The nature of shale wells, however, features sharp production declines. Essentially, operators must find ways to pull back an ebbing tide. But there are still efficiencies to be gained, particularly in well completion designs. Some companies are finding bigger might not always be better, especially if well spacing plans result in parent/child well interactions. In addition to solving the widespread challenge of frac hits, operators are faced with rapidly diminishing options for ways in which to handle their increasingly massive volumes of produced water.
A new batch of challenges has arisen in the Permian Basin, simply as a result of the sheer scope and volume of operations. But for an industry that has overcome challenges with every new evolution, adapting to new business models and applying innovative solutions is nothing new.
If the shale revolution has been a sports car speeding down the open highway, then the current market might represent a flashing yellow light along the way. Companies should stay on their path but probably need to hit the brakes.
In mid-November 2018, the rig count in the Permian Basin reached 493. A month later, when WTI prices began to plunge to below $50/bbl, the rig count dipped to 486, according to the Baker Hughes, a GE company, rig count. It was among the first indicators that a slowdown in drilling operations might be on the way. By mid-August of this year, the number of rigs had fallen to 441 as operators slowed activity in an effort to cut costs and generate more cash.
During the company’s first-quarter 2019 investor report conference call, Diamondback Energy announced it had dropped three rigs in an effort to reduce capex and focus on stock repurchases. “We made a promise in December that we’re going to cut activity and cut activity right away,” Diamondback Energy CEO Travis Stice said during the call. “We dropped two spreads immediately and dropped three drilling rigs.”
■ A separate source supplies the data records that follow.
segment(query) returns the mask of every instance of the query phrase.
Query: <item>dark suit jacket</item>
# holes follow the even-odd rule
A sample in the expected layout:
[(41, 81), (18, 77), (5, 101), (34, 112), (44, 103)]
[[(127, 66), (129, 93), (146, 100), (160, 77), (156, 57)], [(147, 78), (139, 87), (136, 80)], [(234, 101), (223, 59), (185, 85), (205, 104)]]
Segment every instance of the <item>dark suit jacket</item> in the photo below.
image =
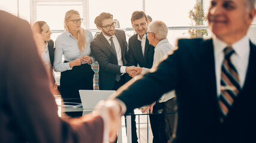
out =
[(53, 67), (53, 61), (54, 61), (54, 52), (55, 48), (54, 48), (54, 42), (53, 40), (50, 39), (48, 42), (48, 49), (49, 50), (49, 56), (50, 60), (51, 61), (52, 66)]
[(153, 46), (149, 45), (147, 38), (143, 56), (141, 42), (138, 40), (138, 34), (134, 35), (129, 39), (127, 66), (137, 67), (138, 64), (141, 67), (150, 69), (153, 65), (154, 48)]
[(127, 111), (175, 89), (175, 142), (256, 142), (255, 45), (250, 43), (245, 85), (223, 124), (219, 119), (212, 39), (180, 39), (178, 47), (154, 73), (145, 74), (119, 95)]
[[(115, 30), (115, 32), (121, 48), (123, 64), (124, 66), (125, 66), (127, 64), (125, 56), (127, 54), (127, 42), (125, 33), (120, 30)], [(118, 66), (114, 51), (102, 32), (98, 35), (91, 43), (91, 49), (100, 65), (100, 89), (112, 89), (116, 80), (116, 74), (121, 73), (121, 66)]]
[(59, 117), (29, 24), (2, 11), (0, 17), (0, 142), (101, 143), (100, 116)]

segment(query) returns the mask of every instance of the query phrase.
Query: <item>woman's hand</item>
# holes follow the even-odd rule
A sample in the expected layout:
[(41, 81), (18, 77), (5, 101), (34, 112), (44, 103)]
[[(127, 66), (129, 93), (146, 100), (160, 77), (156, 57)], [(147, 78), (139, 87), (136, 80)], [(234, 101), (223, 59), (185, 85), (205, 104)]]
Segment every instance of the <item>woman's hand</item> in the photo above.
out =
[(74, 66), (80, 66), (82, 64), (81, 58), (77, 58), (73, 61), (70, 62), (70, 67), (73, 67)]
[(92, 58), (88, 55), (82, 55), (81, 57), (82, 61), (85, 63), (91, 64), (92, 63)]

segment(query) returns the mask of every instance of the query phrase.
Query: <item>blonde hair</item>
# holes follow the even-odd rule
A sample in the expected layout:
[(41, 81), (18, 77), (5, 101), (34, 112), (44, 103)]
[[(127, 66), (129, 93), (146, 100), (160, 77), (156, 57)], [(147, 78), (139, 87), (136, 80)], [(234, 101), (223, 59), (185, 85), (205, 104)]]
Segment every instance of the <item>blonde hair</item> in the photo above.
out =
[[(64, 29), (70, 33), (70, 29), (67, 24), (67, 23), (68, 22), (67, 20), (70, 20), (70, 17), (73, 14), (80, 15), (79, 13), (77, 11), (74, 10), (68, 11), (65, 14)], [(83, 50), (86, 49), (85, 45), (87, 45), (87, 41), (85, 35), (85, 32), (86, 32), (86, 30), (85, 29), (82, 27), (80, 27), (80, 29), (77, 32), (77, 45), (78, 48), (79, 48), (80, 53), (81, 53)]]

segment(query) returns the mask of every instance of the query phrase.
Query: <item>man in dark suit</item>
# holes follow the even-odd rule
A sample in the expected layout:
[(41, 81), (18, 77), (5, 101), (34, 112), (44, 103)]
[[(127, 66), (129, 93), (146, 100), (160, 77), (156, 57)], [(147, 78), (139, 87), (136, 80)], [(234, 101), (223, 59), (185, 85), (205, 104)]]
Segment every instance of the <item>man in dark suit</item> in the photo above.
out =
[[(137, 33), (129, 39), (127, 65), (137, 67), (138, 64), (140, 67), (151, 69), (153, 66), (155, 47), (149, 45), (147, 34), (146, 33), (147, 31), (149, 24), (147, 15), (142, 11), (134, 11), (131, 15), (131, 22)], [(131, 79), (131, 78), (128, 77), (127, 79)], [(158, 104), (156, 103), (153, 107), (152, 110), (154, 113), (155, 112), (157, 113)], [(152, 112), (153, 111), (150, 111)], [(131, 112), (134, 113), (134, 111)], [(158, 118), (160, 117), (160, 116), (158, 116), (158, 115), (155, 114), (149, 115), (150, 127), (153, 134), (153, 143), (167, 142), (166, 138), (161, 138), (165, 133), (165, 131), (164, 132), (162, 132), (161, 133), (159, 132), (160, 128)], [(132, 116), (131, 120), (132, 122), (135, 122), (134, 121), (135, 120), (135, 116)], [(164, 120), (164, 119), (163, 120)], [(136, 128), (136, 126), (132, 127)], [(161, 128), (161, 129), (165, 129), (165, 128)], [(134, 136), (134, 133), (132, 133), (132, 136)], [(160, 135), (162, 135), (162, 136), (160, 136)]]
[(119, 125), (112, 112), (119, 111), (111, 105), (100, 105), (93, 116), (73, 119), (58, 116), (29, 24), (2, 11), (0, 17), (5, 19), (0, 21), (0, 142), (102, 143), (107, 141), (103, 137), (115, 139)]
[(92, 52), (100, 65), (100, 90), (117, 90), (124, 84), (125, 73), (138, 74), (134, 67), (126, 67), (127, 42), (123, 30), (115, 30), (113, 15), (102, 13), (94, 21), (101, 33), (91, 43)]
[[(135, 66), (125, 67), (127, 42), (123, 30), (115, 30), (113, 15), (102, 13), (94, 21), (101, 33), (91, 43), (92, 54), (100, 65), (100, 90), (117, 90), (125, 82), (125, 73), (134, 76)], [(137, 142), (135, 119), (132, 122), (132, 142)]]
[(255, 5), (255, 0), (212, 0), (213, 38), (179, 40), (177, 50), (121, 87), (117, 99), (130, 111), (175, 89), (174, 142), (256, 142), (256, 46), (246, 36)]

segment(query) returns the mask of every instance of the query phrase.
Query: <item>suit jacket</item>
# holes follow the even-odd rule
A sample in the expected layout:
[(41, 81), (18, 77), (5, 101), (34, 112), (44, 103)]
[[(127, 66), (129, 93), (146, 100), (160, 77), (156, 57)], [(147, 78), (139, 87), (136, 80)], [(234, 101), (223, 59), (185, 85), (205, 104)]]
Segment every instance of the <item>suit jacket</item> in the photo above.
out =
[(138, 40), (138, 34), (131, 36), (129, 39), (128, 43), (127, 66), (137, 67), (138, 64), (140, 67), (150, 69), (153, 65), (155, 47), (149, 45), (147, 38), (146, 39), (144, 56), (142, 54), (141, 42)]
[(244, 86), (221, 123), (212, 39), (180, 39), (178, 49), (154, 73), (145, 74), (117, 98), (129, 111), (175, 89), (178, 119), (174, 142), (256, 142), (255, 73), (256, 46), (251, 42)]
[(58, 116), (29, 24), (2, 11), (0, 17), (0, 142), (101, 143), (100, 116), (79, 123)]
[[(127, 64), (125, 57), (128, 51), (125, 33), (120, 30), (115, 30), (115, 31), (121, 48), (123, 64), (124, 66), (125, 66)], [(121, 73), (121, 66), (118, 66), (114, 51), (102, 32), (98, 35), (91, 43), (91, 48), (93, 55), (100, 65), (100, 89), (112, 89), (116, 80), (116, 74)]]
[(50, 39), (48, 42), (48, 49), (49, 51), (49, 56), (50, 60), (51, 61), (52, 66), (53, 67), (53, 61), (54, 61), (54, 52), (55, 48), (54, 48), (54, 42), (53, 40)]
Diamondback plans to operate up to 22 rigs for the remainder of the year while still planning to grow its annual production by about 26%, according to the company’s first-quarter 2019 report. By the end of the second quarter, Diamondback projected its 2019 production to be between 277,000 boe/d and 284,000 boe/d, up from its year-end 2018 production of about 250,000 boe/d.
The company has budgeted $2.7 billion to $2.9 billion in capex this year, which includes completing between 300 and 320 wells with average lateral lengths of about 9,500 ft, according to its second-quarter 2019 report.
Pioneer Natural Resources has more than 680,000 acres in the Midland Basin and, like other independents in the Permian, is looking to ramp up its production while maintaining its rig count. According to the company’s second-quarter 2019 investor report, Pioneer is planning between 320,000 boe/d and 335,000 boe/d of production this year, compared to their third-quarter 2018 production guidance of up to 288,000 boe/d.
Craig Kuiper, vice president of production operations for Pioneer, said in an interview with E&P that the company possesses a “uniquely deep” inventory that will allow it to grow and develop its acreage at a well spacing plan that allows it to prioritize high returns and strong individual well performance. “We believe our depth of high-quality inventory and appropriate well spacing will differentiate us from those that don’t have the same quality and quantity of rock,” he said. “Many peers today appear inventory-constrained and are downspacing at the expense of well productivity.”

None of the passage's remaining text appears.